2. Don’t judge – ourselves.
Be sure to offer understanding and compassion to our own body, mind and soul. Open our minds and release the judgments while talking to ourselves.
3. Be selfless – when it comes to ourself
When we learn how to love ourselves with out any sense of selfish motives (like what we think we might get out of it) but because of just who we are, we draw closer to ourselves. It is then that we can begin to understand what true love is.
4. Forgive easily
If we are holding grudges with ourselves – through guilt, shame and regret for things we’ve done for a long time, we will never learn how to love ourselves.
If we are holding on to anger or resentment towards ourselves, we are obstructing ourselves from true unrequited love for ourselves.
Loving ourself deeply means that we can easily move on and forgive from mistakes we’ve made.
The Hawaiian Honopono Prayer https://graceandlightness.com/hooponopono-for-forgiveness/ (thank you Sarah Hudgings for introducing me to this) is a great way to forgive ourselves for the way we’ve treated ourselves over our life time.
5. Believe in yourself
At 50, so many people I have spoken with seem to have one thing in common when talking about past broken relationships. One thing.
We didn’t trust our instincts. We didn’t believe in ourselves. We gave our power and sovereignty away. To a person (myself included) – we wish we could go back and say – “this. This moment? This is the moment to fully trust yourself.
This is the gift that we give ourselves. To love ourselves. We are there to show our selves. Our minds. Our bodies. Our souls. To show ourselves our value when those parts of us cannot see it within us.
If we encourage and show trust for ourself – for our inner loved one- remember that the goodness of our actions will resonate inside of us and charge us like a battery with an unending source.
6. Be loyal
We choose others because we believe that they are the one. However, if we do not believe WE are the one and we aren’t loyal to our authentic selves, if we aren’t supportive of our inner selves – it will likely result in sacrificing ourselves for others.

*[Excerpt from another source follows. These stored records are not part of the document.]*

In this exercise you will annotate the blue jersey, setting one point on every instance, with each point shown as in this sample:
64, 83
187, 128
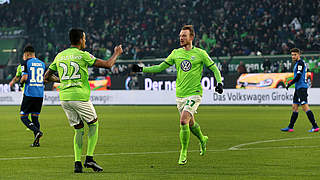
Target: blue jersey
300, 68
35, 69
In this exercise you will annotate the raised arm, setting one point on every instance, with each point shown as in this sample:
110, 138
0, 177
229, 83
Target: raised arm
14, 80
111, 61
216, 72
50, 77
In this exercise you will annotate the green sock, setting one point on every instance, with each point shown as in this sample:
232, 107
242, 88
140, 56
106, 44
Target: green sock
77, 143
195, 129
184, 137
92, 138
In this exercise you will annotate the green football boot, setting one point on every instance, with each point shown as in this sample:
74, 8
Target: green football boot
182, 158
203, 145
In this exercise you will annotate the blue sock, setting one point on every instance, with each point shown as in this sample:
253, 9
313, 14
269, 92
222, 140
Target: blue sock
311, 119
29, 124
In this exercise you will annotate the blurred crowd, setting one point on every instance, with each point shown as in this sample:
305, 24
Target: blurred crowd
149, 29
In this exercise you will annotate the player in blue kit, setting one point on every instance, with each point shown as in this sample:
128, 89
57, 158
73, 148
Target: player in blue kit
32, 77
300, 96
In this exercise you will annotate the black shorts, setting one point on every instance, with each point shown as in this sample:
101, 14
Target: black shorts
31, 105
300, 96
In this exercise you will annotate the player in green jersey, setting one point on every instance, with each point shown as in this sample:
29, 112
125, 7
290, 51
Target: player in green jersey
189, 62
72, 67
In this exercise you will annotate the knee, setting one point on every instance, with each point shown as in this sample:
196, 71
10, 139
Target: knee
79, 126
93, 121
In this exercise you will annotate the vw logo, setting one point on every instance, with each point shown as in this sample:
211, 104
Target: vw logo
186, 65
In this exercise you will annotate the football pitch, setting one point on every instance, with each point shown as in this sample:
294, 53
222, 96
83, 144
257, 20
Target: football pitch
142, 142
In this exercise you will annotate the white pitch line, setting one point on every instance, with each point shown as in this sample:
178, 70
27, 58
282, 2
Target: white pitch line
267, 141
237, 147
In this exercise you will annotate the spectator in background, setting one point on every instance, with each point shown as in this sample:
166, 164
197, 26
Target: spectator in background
241, 68
235, 27
224, 67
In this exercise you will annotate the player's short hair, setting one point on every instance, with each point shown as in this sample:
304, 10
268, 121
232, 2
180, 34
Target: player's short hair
28, 48
190, 28
296, 50
75, 35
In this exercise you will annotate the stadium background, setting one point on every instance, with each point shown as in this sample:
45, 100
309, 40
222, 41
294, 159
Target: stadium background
141, 142
258, 33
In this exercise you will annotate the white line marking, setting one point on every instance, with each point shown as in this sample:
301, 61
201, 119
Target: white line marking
237, 147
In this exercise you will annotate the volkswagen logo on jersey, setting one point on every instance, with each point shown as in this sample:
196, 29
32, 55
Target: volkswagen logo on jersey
186, 65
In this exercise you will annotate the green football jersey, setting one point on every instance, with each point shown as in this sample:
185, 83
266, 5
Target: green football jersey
72, 66
19, 71
19, 74
189, 65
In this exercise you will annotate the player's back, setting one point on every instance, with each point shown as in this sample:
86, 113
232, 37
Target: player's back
72, 66
35, 69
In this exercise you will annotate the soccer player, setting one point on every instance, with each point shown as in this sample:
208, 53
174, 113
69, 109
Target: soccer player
17, 77
72, 66
189, 61
300, 96
32, 77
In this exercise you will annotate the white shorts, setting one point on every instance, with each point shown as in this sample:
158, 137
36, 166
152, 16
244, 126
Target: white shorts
189, 104
77, 111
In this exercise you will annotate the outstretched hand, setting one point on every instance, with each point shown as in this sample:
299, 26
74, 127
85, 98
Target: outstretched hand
287, 86
118, 49
136, 68
219, 88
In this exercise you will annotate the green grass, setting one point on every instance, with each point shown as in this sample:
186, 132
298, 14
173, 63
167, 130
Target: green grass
141, 142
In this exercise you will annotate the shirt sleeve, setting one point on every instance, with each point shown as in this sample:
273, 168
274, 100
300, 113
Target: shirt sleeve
156, 68
170, 59
300, 67
24, 68
89, 58
207, 60
53, 65
212, 66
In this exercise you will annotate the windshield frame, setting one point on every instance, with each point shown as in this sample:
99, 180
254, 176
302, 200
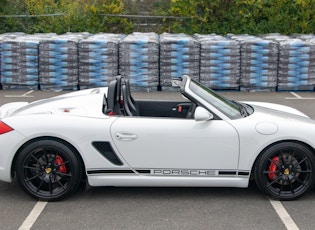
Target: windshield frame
228, 108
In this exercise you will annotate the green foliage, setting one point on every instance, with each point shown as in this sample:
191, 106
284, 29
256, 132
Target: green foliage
244, 16
74, 16
195, 16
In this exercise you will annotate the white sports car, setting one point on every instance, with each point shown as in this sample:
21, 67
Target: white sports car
106, 137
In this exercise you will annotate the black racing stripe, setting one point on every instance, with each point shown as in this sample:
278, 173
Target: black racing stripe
243, 173
110, 171
144, 171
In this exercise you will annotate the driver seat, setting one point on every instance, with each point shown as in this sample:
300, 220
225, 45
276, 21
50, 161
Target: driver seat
130, 105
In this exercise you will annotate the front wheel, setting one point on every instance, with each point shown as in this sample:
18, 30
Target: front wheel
285, 171
48, 170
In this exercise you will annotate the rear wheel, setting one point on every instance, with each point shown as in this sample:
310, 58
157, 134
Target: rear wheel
48, 170
285, 171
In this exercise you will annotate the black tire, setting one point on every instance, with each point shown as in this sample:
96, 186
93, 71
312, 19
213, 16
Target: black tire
48, 170
285, 171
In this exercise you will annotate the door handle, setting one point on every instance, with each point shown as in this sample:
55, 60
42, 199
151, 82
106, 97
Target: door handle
126, 136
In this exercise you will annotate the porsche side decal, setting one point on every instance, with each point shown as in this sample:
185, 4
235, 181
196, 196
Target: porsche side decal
172, 172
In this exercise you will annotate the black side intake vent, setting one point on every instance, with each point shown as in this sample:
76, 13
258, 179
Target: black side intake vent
107, 151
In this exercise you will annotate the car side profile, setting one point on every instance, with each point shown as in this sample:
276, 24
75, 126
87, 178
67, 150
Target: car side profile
108, 138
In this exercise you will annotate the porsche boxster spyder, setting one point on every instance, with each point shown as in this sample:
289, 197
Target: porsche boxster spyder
107, 138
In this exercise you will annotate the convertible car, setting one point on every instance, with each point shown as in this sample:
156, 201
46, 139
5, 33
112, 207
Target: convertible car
105, 137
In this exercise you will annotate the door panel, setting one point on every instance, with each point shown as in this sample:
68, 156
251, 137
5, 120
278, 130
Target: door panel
176, 143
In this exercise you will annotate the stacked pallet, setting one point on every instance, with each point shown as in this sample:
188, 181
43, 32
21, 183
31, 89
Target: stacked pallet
19, 61
219, 62
58, 63
179, 55
259, 63
139, 60
296, 68
98, 60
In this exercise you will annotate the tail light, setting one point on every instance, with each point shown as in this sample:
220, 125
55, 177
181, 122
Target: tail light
4, 128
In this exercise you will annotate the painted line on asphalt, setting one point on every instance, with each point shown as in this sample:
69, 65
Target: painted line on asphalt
298, 97
284, 215
23, 95
34, 214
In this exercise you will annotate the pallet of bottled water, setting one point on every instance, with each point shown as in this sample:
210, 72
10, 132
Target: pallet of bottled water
179, 55
98, 59
58, 62
19, 61
296, 64
219, 62
139, 60
259, 63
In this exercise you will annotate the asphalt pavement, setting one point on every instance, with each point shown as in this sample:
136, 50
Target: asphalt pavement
161, 208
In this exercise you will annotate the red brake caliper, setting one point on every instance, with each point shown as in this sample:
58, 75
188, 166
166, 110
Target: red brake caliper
59, 161
273, 168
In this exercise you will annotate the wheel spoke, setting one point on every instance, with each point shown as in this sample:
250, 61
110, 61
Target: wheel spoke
299, 180
305, 171
40, 185
30, 167
61, 185
32, 178
50, 186
64, 174
291, 186
299, 163
271, 172
32, 156
274, 181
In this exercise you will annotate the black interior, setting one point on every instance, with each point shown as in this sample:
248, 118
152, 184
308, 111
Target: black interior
120, 102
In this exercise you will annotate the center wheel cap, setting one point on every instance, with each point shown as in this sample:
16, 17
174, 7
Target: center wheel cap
286, 171
48, 170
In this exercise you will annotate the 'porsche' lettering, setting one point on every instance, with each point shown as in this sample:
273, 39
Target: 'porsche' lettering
183, 172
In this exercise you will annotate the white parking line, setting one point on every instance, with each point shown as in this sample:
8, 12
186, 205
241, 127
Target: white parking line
284, 215
23, 95
32, 217
298, 97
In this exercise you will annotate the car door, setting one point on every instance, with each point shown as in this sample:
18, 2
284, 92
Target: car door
171, 143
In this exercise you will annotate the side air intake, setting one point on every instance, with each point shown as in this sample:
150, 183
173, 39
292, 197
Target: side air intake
107, 151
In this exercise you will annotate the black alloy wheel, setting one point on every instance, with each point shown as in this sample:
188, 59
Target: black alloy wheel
48, 170
285, 171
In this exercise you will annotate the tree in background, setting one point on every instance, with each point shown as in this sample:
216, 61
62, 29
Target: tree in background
74, 16
244, 16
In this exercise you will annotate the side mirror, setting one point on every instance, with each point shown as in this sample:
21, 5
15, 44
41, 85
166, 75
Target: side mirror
201, 114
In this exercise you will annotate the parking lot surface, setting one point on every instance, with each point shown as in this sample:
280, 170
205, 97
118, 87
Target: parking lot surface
161, 208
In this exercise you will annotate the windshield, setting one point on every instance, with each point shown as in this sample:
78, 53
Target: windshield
227, 107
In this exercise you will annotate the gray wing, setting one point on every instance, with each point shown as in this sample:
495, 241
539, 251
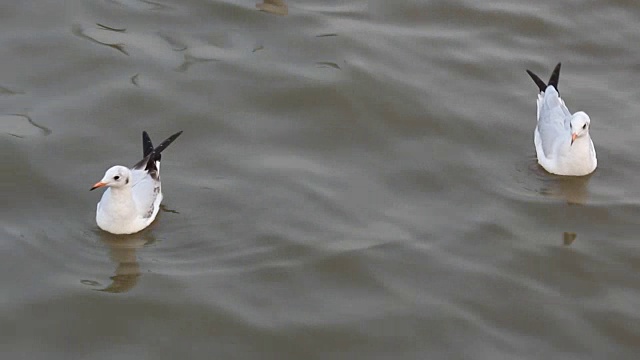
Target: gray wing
145, 191
553, 121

The article this was sourced from points out that “One act of cheating or infidelity can ruin your relationship for never to heal again.”
One act of not being in line with our values will make it that much more difficult to heal again.
We may not heal that OTHER external relationship when infidelity is involved. But when we aren’t loyal to ourself? That can be healed. See #4 (Forgive yourself) above.
7. Tell ourselves why we love ourselves every day
We often think that we don’t need to be emotionally expressive, but “I love you” is a powerful statement. Use it to nurture our love for ourselves. Journal each day – even if we just say “I love you.” Look in the mirror each day and tell ourself “I love you.”
Still wondering how to love yourself?
Tell yourself all the possible reasons you love yourself – personally in a conversation with yourself, write yourself a letter, journal; whatever works – and see the magical results in your relationship with yourself
8. Accept our mistakes
We are all humans, and we make mistakes.
Make sure to hold ourselves accountable for your improper behavior towards ourselves and admit when we are wrong. When we don’t trust ourselves. When we aren’t loyal to ourselves.
This pairs with forgiveness. Accept those times we didn’t love ourselves. Acknowledge it; forgive ourselves – and then “begin again.” Repeat.
Doing so will encourage us to continue to do this more, which in turn will make our relationship with ourselves grow in health with time.
9. Apologize
Many people think that “I am sorry” is the hardest word to say. It shouldn’t be.
It’s hard to say it to someone else for sure. But no one considers how hard it is to say to ourselves.
To ask ourself for forgiveness.
In the process of learning how to love ourselves, we will make mistakes and learn not to repeat them on the way. Sometimes that will take longer. Sometimes it will only take once.
Apologize. Accept the mistake. Forgive ourselves. Repeat.
10. Love ourselves for who we are
How to love ourselves deeply?
There is no better way than to love ourself the way we are and accept ourself totally—this way; we give room to our inner selves to grow and become a better person.